Adding to this study and the many other studies that are showing the benefits of yoga, there is a program developed by Jon Kabat-Zin, Ph.D. called MBSR (Mindfulness-Based Stress Reduction) *"Many of these programs are taught by physicians, nurses, social workers, and psychologists as well as other health professionals who are seeking to reclaim and deepen some of the sacred reciprocity inherent in the doctor-caregiver/patient-client relationship. Their work is based on a need for active partnership in a participatory medicine, one in which patient/clients take on significant responsibility for doing a certain kind of interior work in order to tap into their own deepest inner resources for learning, growing, healing, and transformation." "Through a seamless integration of mindfulness meditation and hatha yoga. MBSR taps into the innate potential for healing that we all have."

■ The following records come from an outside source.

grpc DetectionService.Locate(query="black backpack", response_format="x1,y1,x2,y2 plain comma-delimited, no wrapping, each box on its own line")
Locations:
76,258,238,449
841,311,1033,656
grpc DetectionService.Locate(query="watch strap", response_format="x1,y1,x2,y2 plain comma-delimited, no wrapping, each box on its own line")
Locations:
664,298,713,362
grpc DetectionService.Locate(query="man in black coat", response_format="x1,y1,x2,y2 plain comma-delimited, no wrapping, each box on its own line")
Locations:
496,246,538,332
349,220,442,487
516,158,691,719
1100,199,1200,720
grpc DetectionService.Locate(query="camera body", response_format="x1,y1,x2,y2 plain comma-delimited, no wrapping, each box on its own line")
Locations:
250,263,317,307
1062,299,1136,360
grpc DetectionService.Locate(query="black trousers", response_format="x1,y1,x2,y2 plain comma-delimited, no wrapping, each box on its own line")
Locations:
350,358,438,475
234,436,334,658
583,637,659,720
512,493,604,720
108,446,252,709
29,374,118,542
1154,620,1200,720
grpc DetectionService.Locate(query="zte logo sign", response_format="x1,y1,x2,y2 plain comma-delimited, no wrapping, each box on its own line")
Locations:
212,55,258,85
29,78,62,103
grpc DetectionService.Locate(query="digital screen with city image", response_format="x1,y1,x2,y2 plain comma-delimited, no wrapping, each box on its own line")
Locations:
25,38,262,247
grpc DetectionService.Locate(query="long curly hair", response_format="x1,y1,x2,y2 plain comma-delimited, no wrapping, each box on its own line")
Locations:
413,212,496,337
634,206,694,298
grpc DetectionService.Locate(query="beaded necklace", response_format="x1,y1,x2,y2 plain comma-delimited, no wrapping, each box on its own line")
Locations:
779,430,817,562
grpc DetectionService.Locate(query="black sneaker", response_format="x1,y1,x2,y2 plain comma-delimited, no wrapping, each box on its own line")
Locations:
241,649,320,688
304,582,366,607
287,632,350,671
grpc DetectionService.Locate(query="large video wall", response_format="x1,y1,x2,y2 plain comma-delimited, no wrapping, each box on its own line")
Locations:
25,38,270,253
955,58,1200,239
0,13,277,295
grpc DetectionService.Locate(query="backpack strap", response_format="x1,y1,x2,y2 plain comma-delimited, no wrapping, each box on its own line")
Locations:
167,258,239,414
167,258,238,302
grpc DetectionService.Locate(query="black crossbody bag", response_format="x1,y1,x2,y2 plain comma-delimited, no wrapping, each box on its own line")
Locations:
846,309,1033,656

It is clear to me that the practice of yoga has unlimited potential to change us both within ourselves and our outer self. It is no longer just for hippies/hipsters/bohemians, it is for all of us. It is a practice of non-judgement. When you walk into a studio it won't matter where you are in your practice, it just matters that you are there to be welcomed and to find your center of peace, to move more freely and with less pain, reduce stress, develop spiritually and enhance your overall health.
Let the critic in your mind go and open yourself up to this valuable practice. And if you have already discovered yoga and it's benefits bravo. I hope you continue to grow and thrive!